Ich habe die Ursache gefunden. Es ist der Virenscanner. 
Bei mir läuft G Data AntiVirus, und wenn ich den deaktiviere läuft die Sache reibungslos. Vieleicht hat jemand eine Idee warum dass so ist? Ich kann doch nicht immer den Antivirus deaktivieren?.

Grüße 

Marz


----------



## MiDniGG (27. Mrz 2008)

Naja. Also wir ham hier im Geschäft au so nen "tollen" Scanner und wenn der meint er muss ma testen hängt alles... Aber eigentlich sollte das nicht nur den JFileChooser betreffen... Und ich denk dein GData macht auch kein Komplettscan, oder?! Hast du es schon mit einer anderen jdk-version probiert?


----------



## Marz (27. Mrz 2008)

Hallo

ich habe das jdk auf Version 6.0 heruntergenommen. Mit dieser Version läufts auf meinem Desktop PC (auch mit dem Antivirus).

Ohne Erfolg.

Werde mal mit dem Hersteller von dem tollen Tool telefonieren...

Marz

Achso, der Scanner macht auch keinen komplettscan


----------



## MiDniGG (27. Mrz 2008)

Was für en System läuft denn auf dem Lappi???


----------



## Marz (27. Mrz 2008)

da läuft ein xp prof. drauf

aber vor ein paar Tagen lief's ja noch. irgendwas muss anders sein. Hab nur leider überhaupt keine Ahnung was ich verstellt haben soll

Marz


----------



## MiDniGG (27. Mrz 2008)

Ups. Meinte was der Lappi für ein System hat. Also Hardware.
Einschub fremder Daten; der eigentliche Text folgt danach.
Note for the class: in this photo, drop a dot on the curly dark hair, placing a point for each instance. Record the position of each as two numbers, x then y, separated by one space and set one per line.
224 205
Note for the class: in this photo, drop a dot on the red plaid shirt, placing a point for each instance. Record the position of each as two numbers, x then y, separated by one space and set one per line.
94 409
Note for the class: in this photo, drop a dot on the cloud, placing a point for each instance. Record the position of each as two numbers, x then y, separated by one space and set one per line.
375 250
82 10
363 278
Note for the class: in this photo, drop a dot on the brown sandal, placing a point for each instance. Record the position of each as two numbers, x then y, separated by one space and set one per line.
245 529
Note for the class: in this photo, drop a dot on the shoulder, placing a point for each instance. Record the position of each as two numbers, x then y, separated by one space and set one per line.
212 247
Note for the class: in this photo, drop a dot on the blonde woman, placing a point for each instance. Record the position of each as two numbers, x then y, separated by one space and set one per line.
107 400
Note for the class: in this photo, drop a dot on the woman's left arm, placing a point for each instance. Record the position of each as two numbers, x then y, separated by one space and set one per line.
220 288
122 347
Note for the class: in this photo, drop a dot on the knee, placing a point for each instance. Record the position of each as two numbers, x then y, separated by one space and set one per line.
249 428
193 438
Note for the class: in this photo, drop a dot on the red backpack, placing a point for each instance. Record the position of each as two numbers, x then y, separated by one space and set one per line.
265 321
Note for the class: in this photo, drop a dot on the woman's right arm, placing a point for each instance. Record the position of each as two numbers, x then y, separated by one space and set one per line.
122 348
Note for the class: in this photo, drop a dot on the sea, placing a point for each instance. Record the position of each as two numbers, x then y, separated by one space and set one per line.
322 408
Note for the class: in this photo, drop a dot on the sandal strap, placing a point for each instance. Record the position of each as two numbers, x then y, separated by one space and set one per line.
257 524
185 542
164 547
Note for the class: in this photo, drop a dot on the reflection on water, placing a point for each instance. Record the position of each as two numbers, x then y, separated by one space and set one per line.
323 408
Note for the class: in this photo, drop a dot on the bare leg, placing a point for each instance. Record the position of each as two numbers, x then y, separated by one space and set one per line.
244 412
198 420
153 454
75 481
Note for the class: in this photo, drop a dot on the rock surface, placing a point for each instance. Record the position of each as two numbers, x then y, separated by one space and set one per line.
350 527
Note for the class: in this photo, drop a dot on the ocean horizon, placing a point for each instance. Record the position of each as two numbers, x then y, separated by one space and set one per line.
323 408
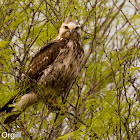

Aber scheint ja wirklich irrelevant zu sein...

Puuh. Echt ne gute Frage...

Also nur um noch mal alles zusammenzufassen.

Du hast jetzt auf beiden Rechnern die selbe J*R*E-Version. Versuch doch trotzdem mal die 1.6.3 aufm Laptop...

Mach ihn mal nur zum Spaß nicht final... Ich weiß zwar, dass das nichts bringen sollte. Aber ich bin schon an anderen seltsamkeiten gescheitert ;-)

Und sonst hilft wohl nnur noch format c: und alles neu drauf


----------



## Marz (27. Mrz 2008)

Hallo

ich bin einen Schritt weiter:

bei mir werden irgenwelche Dateien mit vierstelligem Dateinamen ohne Endung im Verzeichnis 
C:\Dokumente und Einstellungen\"nutzername"\Lokale Einstellungen\Temp\hsperfdata_"nutzername" erstellt.

die Prüfung dieser Dateien scheint ewig zu dauern.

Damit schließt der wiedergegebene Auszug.